La palabra de Rulfo es suave y lenta. Sus manos delgadas y alargadas sostienen un constante cigarrillo, tras el cual se repliega el gran escritor. Es cierto que no gusta de las entrevistas “porque no tiene nada que decir”, y es cierto también que nuestra conversación que comenzó en su oficina de trabajo entre las pruebas de imprenta de las publicaciones del Instituto Nacional Indigenista, se prolongó durante el almuerzo y terminó cuando la noche se había enseñoreado de la Ciudad de México. Se dice que hace años corrige una segunda novela, que muchos mexicanos apenas tienen esperanza de algún día leer.
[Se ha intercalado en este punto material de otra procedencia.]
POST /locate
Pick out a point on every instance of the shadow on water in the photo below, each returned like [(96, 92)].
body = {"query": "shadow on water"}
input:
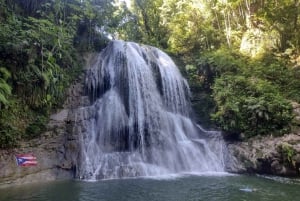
[(173, 188)]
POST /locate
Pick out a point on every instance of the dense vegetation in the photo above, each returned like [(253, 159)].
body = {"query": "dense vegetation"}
[(41, 47), (241, 57)]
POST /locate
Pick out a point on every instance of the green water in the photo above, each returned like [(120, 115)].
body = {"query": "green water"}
[(187, 188)]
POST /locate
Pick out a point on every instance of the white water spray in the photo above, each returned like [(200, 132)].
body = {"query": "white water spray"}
[(138, 123)]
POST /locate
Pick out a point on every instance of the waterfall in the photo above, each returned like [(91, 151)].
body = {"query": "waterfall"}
[(138, 122)]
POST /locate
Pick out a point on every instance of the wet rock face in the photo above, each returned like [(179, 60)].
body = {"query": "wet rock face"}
[(55, 149), (267, 155)]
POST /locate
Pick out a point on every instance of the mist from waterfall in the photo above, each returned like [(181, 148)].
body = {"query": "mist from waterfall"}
[(138, 123)]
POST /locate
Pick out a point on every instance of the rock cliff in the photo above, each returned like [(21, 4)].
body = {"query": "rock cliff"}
[(56, 149), (269, 155)]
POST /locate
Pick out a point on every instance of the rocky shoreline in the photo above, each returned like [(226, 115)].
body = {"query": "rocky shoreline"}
[(58, 148)]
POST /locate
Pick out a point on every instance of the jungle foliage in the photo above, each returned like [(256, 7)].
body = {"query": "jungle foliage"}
[(241, 57), (41, 47)]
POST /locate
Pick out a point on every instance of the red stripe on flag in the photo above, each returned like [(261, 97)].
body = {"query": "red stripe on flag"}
[(26, 160)]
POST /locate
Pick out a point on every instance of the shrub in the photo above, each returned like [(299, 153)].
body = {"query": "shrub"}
[(250, 106)]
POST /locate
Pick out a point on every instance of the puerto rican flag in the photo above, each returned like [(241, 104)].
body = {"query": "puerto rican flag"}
[(26, 160)]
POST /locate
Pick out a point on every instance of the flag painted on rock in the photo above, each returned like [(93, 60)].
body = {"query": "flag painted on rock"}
[(26, 160)]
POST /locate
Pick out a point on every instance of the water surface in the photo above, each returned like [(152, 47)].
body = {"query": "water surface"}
[(184, 188)]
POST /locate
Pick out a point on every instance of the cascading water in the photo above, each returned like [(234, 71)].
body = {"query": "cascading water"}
[(138, 123)]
Rulfo habla poco de sí. Es más elocuente cuando se refiere a los jóvenes del Centro Mexicano de Escritores y más entusiasta cuando nos expresa su elogiosa opinión sobre Cien años de soledad de Gabriel García Márquez. “Ha logrado García Márquez decir cosas como ya se creía que era imposible escribirlas. Su novela es una gran obra. García Márquez y yo trabajamos juntos, pero nos encontrábamos poco. A él, como a otros jóvenes, tenía que buscarlos para conversar. Cuando venía a cobrar un sueldo que tardaban mucho en pagarle, se sentaba horas frente a mi oficina, mudo, y yo debía insistir mucho para que entrara”.
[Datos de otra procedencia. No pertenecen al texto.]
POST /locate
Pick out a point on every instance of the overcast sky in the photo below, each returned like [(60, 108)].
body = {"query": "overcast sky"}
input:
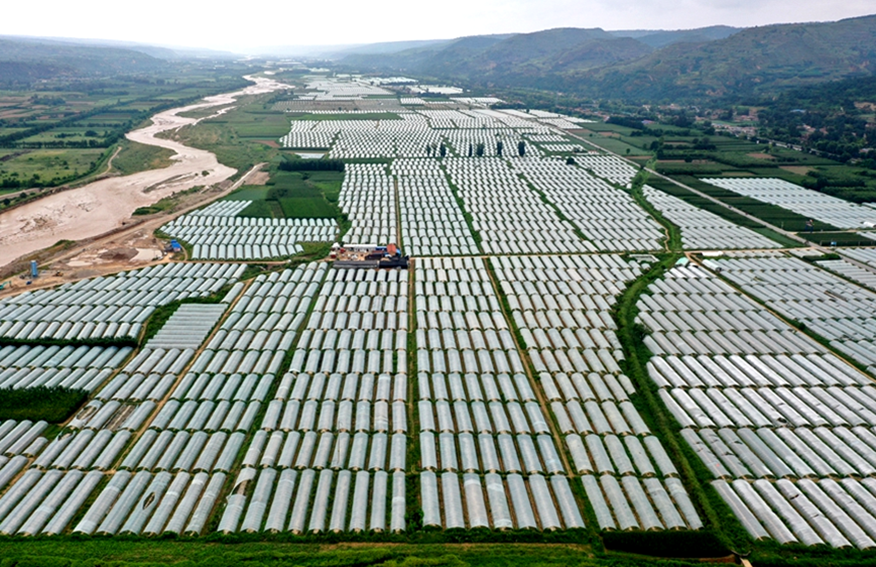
[(247, 26)]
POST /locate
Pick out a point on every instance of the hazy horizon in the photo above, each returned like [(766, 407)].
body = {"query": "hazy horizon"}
[(348, 23)]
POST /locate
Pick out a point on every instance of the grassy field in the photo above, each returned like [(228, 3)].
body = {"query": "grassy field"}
[(135, 157), (49, 166), (311, 194), (118, 552), (48, 138), (240, 138)]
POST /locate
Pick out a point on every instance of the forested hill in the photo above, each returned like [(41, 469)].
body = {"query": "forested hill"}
[(23, 61), (711, 62)]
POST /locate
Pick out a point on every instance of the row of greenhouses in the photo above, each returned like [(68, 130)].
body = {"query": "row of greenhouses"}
[(837, 310), (485, 421), (606, 216), (81, 367), (216, 235), (536, 502), (806, 202), (509, 216), (368, 198), (703, 230), (283, 501), (108, 307), (785, 435), (432, 223), (851, 271), (604, 433)]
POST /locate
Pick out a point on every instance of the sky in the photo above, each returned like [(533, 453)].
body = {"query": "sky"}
[(246, 27)]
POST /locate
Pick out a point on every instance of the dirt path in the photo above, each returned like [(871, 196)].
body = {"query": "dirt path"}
[(103, 205), (109, 162), (85, 255)]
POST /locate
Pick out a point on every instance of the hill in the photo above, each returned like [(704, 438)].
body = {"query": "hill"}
[(752, 61), (713, 62), (25, 60)]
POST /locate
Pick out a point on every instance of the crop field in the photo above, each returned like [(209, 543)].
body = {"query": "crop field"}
[(576, 367), (56, 137)]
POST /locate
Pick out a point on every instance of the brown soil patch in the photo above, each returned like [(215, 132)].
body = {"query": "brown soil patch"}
[(798, 169), (118, 254), (259, 178)]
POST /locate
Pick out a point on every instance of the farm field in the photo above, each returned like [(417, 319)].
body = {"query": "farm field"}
[(579, 365), (50, 138)]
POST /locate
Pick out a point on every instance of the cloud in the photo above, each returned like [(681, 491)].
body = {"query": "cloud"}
[(281, 22)]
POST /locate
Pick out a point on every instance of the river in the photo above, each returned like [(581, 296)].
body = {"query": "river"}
[(104, 205)]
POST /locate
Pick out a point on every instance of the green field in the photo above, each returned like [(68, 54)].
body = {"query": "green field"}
[(241, 137), (49, 166), (60, 136), (363, 116), (119, 552), (291, 195), (135, 157)]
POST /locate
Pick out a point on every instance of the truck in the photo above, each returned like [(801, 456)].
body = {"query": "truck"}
[(365, 256)]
Los jóvenes del Centro son becarios que tienen como obligación reunirse y oír la lectura de las obras de cada uno de sus compañeros, discutirla y criticarla. Sobre ellos Juan Rulfo ejerce tutela y despierta optimismo. “La novela de Raúl Navarrete, Aquí, allá, en esos lugares, me parece interesante. Contiene las impresiones de un provinciano que llega a la gran ciudad y que ve en ella lo que pasa desapercibido para muchos otros. Es un muchacho con mucho que decir todavía”.
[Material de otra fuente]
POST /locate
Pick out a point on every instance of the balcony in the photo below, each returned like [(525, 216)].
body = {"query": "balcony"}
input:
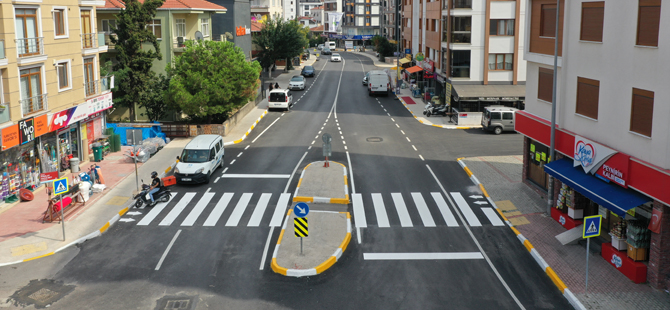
[(27, 47), (33, 104)]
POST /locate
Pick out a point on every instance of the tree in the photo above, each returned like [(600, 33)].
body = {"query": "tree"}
[(133, 75), (211, 78)]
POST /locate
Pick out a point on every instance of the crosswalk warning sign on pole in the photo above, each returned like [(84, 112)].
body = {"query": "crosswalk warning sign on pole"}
[(300, 225)]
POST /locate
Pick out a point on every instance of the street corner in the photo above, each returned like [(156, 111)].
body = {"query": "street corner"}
[(312, 244), (323, 182)]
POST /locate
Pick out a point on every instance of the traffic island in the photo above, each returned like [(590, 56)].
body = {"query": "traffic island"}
[(329, 234)]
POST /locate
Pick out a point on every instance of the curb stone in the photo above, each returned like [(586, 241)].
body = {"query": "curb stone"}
[(572, 299)]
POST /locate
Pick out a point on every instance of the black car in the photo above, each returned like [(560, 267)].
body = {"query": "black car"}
[(307, 71)]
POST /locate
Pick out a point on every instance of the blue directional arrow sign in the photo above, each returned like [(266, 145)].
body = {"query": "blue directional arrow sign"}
[(60, 186), (301, 209), (592, 226)]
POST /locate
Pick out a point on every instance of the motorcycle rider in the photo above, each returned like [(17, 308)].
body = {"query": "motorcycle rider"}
[(156, 185)]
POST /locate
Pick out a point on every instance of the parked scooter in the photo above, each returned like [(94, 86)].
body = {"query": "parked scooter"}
[(163, 195), (433, 109)]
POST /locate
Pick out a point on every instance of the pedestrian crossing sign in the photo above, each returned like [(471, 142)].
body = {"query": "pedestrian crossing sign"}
[(592, 226), (60, 186)]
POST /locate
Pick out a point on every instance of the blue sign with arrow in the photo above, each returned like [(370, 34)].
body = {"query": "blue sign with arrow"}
[(301, 209)]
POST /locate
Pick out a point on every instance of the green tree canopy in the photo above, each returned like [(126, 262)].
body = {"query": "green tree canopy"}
[(211, 78), (133, 74)]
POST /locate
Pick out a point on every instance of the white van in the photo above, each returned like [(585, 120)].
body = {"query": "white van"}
[(280, 99), (199, 159)]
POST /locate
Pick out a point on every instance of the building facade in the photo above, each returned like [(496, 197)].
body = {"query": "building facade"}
[(612, 139), (54, 94)]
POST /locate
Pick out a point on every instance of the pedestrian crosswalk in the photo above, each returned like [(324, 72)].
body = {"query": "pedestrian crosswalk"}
[(382, 210)]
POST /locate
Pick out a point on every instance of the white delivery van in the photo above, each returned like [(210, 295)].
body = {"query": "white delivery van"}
[(199, 159)]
Y no solo conoce el movimiento de los escritores mexicanos. Me pregunta por los jóvenes venezolanos, me cuenta del Techo de la Ballena, del gran poeta Ernesto Cardenal (el fraile nicaragüense), y de Pablo Antonio Cuadra. A pesar de la dificultad de las comunicaciones, Rulfo ha leído a nuestros escritores: me comenta la última novela de Salvador Garmendia, y se muestra ansioso de conocer la última obra de Uslar Pietri. Hace un comentario muy elogioso de Las lanzas coloradas y uno más de El camino del Dorado. Recuerda con agrado las pocas horas que pasó en Caracas en la compañía de Miguel Otero Silva y de Juan Liscano, pero me confirma su deseo de no salir más de México, de no ir más allá de Guadalajara, porque quiere disfrutar de la juventud y del cariño de sus hijos.